Né à Toulouse en 1989, Benjamin Attahir assure, à propos de ses premières collaborations avec le guitariste et le chef d’orchestre: «Thibaut Garcia et moi souhaitions travailler ensemble depuis plusieurs années. Le moment promet d’être d’autant plus spécial que ma rencontre avec Pierre Bleuse a été très forte, humainement et musicalement. Il comprend intimement la partition, et a des intuitions très claires sur la façon de faire sonner les choses. Et comme j’ai un rapport direct avec les musiciens de l’Orchestre… Tout se passera naturellement.»

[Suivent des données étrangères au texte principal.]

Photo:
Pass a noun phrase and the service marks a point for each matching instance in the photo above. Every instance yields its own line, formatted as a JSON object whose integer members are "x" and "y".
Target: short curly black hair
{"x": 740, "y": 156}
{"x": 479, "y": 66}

En ouverture de ce concert, Pierre Bleuse dirigera « le Chasseur maudit », de César Franck, compositeur né en Belgique et père fondateur de l’école française. Ce poème symphonique, sombre et fantastique, s’inspire de la ballade « Der wilde Jäger » (Le Chasseur sauvage), du poète romantique allemand Gottfried August Bürger qui décrit les mésaventures d’un comte rhénan poursuivi par les démons lors d’une chevauchée dominicale à l’heure de l’office. L’œuvre est créée avec un succès immédiat en 1883, à Paris, par la Société nationale de Musique, sous la direction d’Édouard Colonne. D’un seul tenant, parcourue par le thème récurrent du cor du chasseur, la partition est divisée en quatre sections : un Andantino quasi allegretto, un Allegro, un Lento et un Presto. « Le Chasseur maudit » est une des pages les plus wagnériennes du compositeur, où se perçoivent des réminiscences de « la Walkyrie » dans les traits de violon et dans les harmonies des cuivres.

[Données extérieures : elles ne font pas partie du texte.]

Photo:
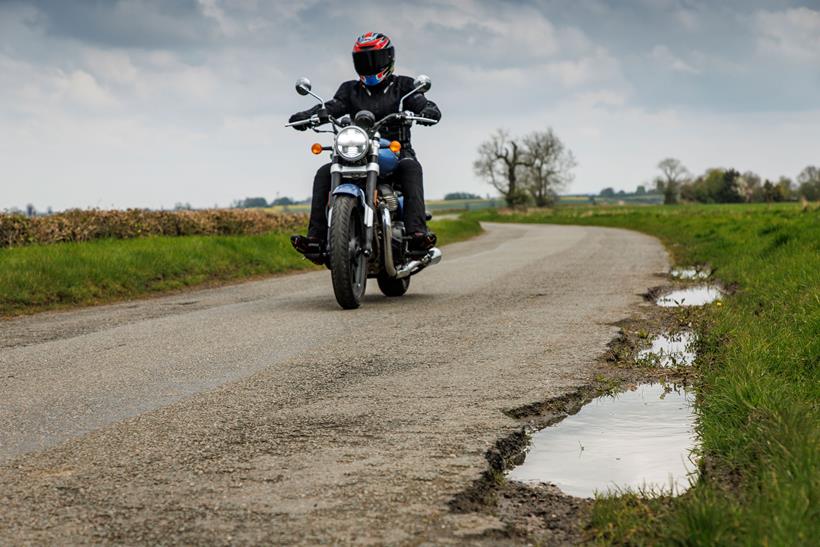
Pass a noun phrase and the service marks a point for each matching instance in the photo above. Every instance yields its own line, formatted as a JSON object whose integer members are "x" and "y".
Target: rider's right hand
{"x": 298, "y": 117}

La soirée s’achèvera avec la Symphonie en ré mineur de César Franck. Achevée en 1888, elle se caractérise par un chromatisme exacerbé, un lyrisme rare et une orchestration rappelant l’orgue – César Franck était titulaire de celui de Sainte Clotilde. Page majeure du romantisme finissant, elle allie la richesse de son matériau thématique au principe cyclique qui reste la marque de fabrique du compositeur d’origine belge. Comme Camille Saint-Saëns dans sa Symphonie n° 3 avec orgue, créée à 1886, et Vincent d’Indy dans sa Symphonie sur un chant montagnard français, créée en 1887, le compositeur délaisse dans cette partition tardive les quatre mouvements traditionnels. Dans sa symphonie, structurée en trois mouvements, l’Allegretto central fait à la fois office de mouvement lent et de scherzo.

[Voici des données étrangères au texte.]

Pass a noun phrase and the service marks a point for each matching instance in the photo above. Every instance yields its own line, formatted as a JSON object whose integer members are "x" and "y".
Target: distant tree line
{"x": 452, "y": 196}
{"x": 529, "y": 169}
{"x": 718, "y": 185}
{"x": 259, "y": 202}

L’œuvre adopte par ailleurs le principe cyclique systématisé par Franck, souvent repris dans la musique française à partir des années 1880, qui utilise un ou plusieurs thèmes reconnaissables dans les différents mouvements. Ce procédé participe à un cheminement dramatique et spirituel qui dessine au fil de la symphonie un parcours menant de l’ombre vers la lumière. Si le compositeur puise dans la tradition il n’en actualise pas moins les formes, et sa démarche influencera les ouvrages de Ernest Chausson, Paul Dukas, ou encore Albert Roussel.
Le compositeur Pierre de Bréville rapporte ces propos de César Franck: «C’est une symphonie classique. Au début du premier mouvement se trouve une reprise, comme on en faisait autrefois pour affirmer mieux les thèmes ; mais elle est dans un autre ton. Ensuite viennent un Andante et un Scherzo, liés l’un à l’autre. Je les avais voulus de telle sorte que chaque temps de l’Andante égalant une mesure du Scherzo, celui-ci pût, après développement complet des deux morceaux, se superposer au premier. J’ai réussi mon problème. Le Finale, ainsi que dans la Neuvième [Symphonie de Beethoven], rappelle tous les thèmes ; mais ils n’apparaissent pas comme des citations, j’en fais quelque chose, ils jouent le rôle d’éléments nouveaux.»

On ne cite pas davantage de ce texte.